Nach dem vorläufigen Ergebnis zur Bundestagswahl ist die extreme rechte Partei Alternative für Deutschland (AfD) zur zweitstärksten Kraft in Deutschland aufgestiegen. Sie kommt danach auf 20,8 Prozent der Stimmen und verdoppelt damit ihr Ergebnis im Vergleich zur letzten Wahl.

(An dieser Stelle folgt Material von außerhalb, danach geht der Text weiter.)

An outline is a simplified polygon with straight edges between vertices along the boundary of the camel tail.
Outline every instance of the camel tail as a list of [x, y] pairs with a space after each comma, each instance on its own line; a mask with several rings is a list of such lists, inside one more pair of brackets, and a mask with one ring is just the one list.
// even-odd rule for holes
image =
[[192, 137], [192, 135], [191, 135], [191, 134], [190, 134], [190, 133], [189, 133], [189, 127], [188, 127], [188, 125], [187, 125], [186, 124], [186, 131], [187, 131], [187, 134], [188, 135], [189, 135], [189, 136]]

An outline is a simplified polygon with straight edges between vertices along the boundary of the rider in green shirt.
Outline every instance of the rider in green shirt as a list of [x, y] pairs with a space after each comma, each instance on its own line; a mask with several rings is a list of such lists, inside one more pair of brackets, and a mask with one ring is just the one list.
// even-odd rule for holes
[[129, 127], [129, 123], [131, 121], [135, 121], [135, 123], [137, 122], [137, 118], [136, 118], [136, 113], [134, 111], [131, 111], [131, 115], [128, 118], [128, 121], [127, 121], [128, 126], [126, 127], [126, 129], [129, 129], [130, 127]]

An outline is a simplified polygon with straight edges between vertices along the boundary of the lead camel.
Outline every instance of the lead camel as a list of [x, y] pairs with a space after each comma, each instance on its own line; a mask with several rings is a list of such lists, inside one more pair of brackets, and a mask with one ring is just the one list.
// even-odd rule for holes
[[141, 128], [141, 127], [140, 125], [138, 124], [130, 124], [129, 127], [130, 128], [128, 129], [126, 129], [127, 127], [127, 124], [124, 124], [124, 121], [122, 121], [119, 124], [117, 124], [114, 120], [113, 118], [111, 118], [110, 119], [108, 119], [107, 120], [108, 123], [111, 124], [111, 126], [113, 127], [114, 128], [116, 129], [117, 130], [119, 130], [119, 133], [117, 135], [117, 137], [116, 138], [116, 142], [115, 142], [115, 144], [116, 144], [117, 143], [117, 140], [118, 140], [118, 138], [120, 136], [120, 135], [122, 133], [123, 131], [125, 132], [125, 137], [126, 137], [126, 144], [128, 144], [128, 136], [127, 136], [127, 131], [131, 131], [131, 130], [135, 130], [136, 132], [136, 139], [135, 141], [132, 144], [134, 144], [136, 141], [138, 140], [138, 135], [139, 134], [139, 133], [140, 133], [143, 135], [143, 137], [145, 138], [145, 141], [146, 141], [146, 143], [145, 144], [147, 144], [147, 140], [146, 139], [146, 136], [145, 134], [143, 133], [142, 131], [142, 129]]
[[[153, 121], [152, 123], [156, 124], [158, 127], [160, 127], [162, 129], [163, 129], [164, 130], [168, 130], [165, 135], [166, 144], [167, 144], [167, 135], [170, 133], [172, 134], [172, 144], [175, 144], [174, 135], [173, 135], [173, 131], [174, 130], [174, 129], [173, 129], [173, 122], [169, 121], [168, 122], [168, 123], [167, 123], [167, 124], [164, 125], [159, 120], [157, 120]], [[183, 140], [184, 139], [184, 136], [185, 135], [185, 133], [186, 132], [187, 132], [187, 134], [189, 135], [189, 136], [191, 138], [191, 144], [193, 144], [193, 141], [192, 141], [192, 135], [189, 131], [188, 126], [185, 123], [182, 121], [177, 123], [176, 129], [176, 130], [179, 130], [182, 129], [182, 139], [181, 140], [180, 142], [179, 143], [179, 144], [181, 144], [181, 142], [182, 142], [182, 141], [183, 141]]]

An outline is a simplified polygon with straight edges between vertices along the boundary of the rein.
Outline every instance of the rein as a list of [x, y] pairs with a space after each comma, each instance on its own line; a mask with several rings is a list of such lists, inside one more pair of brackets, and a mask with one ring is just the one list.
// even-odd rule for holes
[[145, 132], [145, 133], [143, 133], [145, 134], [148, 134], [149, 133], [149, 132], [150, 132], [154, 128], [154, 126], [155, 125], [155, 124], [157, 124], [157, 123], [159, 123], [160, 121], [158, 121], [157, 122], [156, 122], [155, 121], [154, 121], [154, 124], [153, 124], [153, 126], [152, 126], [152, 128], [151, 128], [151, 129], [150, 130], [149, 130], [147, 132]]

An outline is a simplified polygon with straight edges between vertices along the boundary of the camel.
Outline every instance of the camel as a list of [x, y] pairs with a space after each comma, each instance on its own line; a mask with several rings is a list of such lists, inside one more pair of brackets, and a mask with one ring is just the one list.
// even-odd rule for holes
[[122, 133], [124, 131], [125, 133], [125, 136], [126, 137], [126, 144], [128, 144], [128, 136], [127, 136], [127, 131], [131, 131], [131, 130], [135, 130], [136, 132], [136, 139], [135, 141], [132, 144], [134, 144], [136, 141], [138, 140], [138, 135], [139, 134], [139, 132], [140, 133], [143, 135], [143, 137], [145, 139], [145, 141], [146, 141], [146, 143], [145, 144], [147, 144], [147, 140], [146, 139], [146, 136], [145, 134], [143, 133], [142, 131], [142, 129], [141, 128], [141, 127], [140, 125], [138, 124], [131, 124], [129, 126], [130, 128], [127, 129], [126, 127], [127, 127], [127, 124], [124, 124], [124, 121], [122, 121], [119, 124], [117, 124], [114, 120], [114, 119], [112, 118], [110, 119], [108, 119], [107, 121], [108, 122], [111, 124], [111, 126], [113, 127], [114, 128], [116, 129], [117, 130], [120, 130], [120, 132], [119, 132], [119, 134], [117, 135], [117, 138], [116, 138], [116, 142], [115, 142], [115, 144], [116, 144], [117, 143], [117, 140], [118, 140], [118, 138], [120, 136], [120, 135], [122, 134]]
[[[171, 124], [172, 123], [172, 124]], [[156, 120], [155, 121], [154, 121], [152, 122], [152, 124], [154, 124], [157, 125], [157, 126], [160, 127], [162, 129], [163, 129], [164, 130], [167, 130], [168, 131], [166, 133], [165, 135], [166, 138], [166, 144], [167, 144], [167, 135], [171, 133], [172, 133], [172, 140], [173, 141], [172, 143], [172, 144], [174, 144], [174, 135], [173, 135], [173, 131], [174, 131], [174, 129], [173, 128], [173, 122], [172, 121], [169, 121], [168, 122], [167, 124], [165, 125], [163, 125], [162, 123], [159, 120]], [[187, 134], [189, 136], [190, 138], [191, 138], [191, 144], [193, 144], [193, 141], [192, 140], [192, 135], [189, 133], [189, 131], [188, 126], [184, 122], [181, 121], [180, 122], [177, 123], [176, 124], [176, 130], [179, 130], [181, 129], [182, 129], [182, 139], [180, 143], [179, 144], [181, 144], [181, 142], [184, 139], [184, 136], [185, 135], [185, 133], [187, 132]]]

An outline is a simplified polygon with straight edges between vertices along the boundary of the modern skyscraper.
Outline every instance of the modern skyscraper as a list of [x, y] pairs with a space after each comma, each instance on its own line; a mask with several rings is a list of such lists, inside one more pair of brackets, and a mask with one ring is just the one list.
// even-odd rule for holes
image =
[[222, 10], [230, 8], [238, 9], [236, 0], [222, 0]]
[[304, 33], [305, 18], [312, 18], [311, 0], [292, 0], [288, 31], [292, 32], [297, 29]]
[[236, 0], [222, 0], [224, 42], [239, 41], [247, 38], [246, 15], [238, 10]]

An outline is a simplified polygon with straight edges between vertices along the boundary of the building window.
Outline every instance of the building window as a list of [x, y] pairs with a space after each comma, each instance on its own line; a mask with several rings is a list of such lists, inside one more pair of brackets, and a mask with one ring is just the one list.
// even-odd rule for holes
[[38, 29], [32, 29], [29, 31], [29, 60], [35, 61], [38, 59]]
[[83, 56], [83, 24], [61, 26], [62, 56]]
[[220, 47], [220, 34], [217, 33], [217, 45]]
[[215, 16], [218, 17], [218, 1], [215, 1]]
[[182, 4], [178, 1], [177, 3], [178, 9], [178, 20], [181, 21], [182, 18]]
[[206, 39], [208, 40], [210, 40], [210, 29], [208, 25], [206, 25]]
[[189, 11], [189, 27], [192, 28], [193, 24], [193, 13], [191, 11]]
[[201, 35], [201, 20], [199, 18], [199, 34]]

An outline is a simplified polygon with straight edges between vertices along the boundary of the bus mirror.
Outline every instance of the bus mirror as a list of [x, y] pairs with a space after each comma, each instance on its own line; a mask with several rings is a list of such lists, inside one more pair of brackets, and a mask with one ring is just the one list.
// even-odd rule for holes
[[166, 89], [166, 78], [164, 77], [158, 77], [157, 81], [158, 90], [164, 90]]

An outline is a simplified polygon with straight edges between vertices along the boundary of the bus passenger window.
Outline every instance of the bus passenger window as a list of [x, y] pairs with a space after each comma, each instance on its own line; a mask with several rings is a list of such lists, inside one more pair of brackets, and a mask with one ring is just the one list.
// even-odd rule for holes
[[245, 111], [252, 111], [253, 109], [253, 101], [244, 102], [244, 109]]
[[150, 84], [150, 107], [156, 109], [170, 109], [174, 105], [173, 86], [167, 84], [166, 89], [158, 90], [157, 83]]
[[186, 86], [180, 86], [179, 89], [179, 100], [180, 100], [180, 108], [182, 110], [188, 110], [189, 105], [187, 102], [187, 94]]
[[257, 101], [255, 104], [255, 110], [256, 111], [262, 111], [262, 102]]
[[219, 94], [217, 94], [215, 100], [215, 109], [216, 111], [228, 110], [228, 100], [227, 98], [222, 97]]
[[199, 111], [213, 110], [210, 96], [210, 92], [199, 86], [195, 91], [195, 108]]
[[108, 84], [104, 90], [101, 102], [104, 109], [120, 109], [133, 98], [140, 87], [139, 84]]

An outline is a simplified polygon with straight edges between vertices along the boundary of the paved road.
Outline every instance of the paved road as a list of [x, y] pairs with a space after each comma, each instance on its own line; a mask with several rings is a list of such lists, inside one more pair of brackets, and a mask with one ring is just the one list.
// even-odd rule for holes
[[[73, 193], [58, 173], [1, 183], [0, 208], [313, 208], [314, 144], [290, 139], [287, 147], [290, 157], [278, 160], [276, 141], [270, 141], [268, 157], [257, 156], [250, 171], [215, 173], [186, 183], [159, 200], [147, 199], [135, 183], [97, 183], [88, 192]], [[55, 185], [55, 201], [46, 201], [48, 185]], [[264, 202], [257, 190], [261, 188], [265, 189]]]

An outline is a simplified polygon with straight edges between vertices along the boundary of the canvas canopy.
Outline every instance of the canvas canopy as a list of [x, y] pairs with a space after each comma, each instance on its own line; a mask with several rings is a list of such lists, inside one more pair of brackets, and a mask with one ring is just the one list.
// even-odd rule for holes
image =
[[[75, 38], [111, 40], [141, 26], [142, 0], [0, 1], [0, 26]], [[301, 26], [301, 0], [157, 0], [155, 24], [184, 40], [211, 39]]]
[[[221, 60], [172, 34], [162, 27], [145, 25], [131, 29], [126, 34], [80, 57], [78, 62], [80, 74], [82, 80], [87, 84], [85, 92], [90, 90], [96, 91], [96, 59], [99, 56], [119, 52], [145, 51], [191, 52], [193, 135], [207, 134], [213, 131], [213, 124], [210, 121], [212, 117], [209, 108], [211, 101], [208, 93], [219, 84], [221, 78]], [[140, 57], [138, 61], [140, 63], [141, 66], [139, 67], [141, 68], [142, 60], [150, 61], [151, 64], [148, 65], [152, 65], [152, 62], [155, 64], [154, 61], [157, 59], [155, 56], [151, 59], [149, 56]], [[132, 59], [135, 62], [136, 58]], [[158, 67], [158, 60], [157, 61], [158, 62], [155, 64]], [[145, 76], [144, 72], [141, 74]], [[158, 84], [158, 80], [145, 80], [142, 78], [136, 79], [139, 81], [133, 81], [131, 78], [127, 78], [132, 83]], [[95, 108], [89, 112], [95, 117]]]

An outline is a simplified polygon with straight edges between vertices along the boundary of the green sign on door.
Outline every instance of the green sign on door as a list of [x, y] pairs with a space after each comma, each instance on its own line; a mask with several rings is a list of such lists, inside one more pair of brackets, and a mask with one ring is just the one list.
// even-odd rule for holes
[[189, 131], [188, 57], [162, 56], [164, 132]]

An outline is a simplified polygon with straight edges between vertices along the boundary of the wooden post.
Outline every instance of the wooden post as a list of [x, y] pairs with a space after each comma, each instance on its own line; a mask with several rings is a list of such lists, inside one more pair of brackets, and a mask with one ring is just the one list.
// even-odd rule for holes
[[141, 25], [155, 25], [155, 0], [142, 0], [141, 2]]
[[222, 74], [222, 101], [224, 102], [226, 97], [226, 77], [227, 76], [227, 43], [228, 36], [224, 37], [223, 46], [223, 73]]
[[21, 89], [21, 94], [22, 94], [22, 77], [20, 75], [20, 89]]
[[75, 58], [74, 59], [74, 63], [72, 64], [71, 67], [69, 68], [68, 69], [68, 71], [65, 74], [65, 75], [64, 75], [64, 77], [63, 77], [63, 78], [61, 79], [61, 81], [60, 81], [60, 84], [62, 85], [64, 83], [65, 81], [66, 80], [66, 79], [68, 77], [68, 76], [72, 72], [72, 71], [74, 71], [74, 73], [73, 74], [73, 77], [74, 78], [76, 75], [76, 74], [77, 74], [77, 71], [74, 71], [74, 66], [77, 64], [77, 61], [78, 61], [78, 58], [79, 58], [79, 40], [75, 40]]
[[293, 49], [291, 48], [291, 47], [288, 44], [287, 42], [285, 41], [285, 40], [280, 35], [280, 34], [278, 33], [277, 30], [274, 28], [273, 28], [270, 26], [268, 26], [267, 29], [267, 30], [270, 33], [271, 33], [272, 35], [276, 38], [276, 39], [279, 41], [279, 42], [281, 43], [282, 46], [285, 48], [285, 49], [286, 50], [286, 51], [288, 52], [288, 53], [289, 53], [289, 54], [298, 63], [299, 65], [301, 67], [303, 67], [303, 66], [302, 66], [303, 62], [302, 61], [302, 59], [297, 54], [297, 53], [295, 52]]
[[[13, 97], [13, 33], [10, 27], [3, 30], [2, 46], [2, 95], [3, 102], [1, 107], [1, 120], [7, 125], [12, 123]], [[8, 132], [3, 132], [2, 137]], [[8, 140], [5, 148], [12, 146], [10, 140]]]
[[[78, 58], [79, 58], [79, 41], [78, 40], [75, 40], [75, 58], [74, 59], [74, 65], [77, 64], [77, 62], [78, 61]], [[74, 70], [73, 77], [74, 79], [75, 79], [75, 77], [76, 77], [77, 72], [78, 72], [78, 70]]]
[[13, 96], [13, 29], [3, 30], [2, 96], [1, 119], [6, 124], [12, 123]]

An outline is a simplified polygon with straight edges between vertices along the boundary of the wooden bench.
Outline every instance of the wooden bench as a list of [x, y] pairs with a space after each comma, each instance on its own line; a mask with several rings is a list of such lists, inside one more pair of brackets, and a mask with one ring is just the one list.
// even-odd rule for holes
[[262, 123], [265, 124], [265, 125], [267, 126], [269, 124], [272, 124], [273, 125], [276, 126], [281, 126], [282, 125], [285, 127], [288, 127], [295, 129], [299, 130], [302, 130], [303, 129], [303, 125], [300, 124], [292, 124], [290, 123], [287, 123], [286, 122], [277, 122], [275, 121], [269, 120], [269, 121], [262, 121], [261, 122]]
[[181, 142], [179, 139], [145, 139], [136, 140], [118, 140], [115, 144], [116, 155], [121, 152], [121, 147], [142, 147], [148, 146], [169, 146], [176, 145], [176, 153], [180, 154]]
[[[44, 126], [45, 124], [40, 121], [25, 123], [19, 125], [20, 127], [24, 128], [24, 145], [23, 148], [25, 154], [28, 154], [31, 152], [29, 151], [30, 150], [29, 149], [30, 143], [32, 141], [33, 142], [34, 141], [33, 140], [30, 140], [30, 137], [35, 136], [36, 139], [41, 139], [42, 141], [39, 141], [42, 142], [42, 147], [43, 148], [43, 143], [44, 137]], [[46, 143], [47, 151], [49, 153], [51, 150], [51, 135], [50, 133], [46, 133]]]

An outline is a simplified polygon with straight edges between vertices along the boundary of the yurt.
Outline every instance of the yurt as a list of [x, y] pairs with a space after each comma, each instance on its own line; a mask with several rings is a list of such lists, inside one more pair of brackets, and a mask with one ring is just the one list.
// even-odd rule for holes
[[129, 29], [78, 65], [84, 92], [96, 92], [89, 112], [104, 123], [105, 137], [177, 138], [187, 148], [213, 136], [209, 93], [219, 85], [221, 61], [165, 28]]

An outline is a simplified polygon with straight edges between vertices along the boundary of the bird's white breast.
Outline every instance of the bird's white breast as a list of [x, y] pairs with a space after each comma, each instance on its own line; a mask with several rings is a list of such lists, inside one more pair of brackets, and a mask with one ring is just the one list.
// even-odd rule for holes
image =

Die konservative CDU/CSU kommt auf 28,5 Prozent. Die bisher regierenden Sozialdemokraten und Grünen werden hingegen abgestraft und erhalten 16,4 bzw. 11,6 Prozent der Stimmen. Einen Erfolg scheint jedoch die Partei Die Linke zu verbuchen, wenn man der Umfrage Glauben schenken darf. Lange Zeit lag sie in Prognosen weit unter der 5-Prozent-Hürde, die für den Einzug in den Bundestag nötig ist.

Doch im Endspurt hat sie bei den letzten Befragungen ihr Ergebnis deutlich steigern können und kommt nach der Prognose nun auf 8,7 Prozent. Vor allem die viral gegangenen Reden der Abgeordneten Heidi Reichinnek gegen die Anti-Migrations-Agenda aller anderen Parteien und für einen echten sozialen Wandel konnten mobilisieren.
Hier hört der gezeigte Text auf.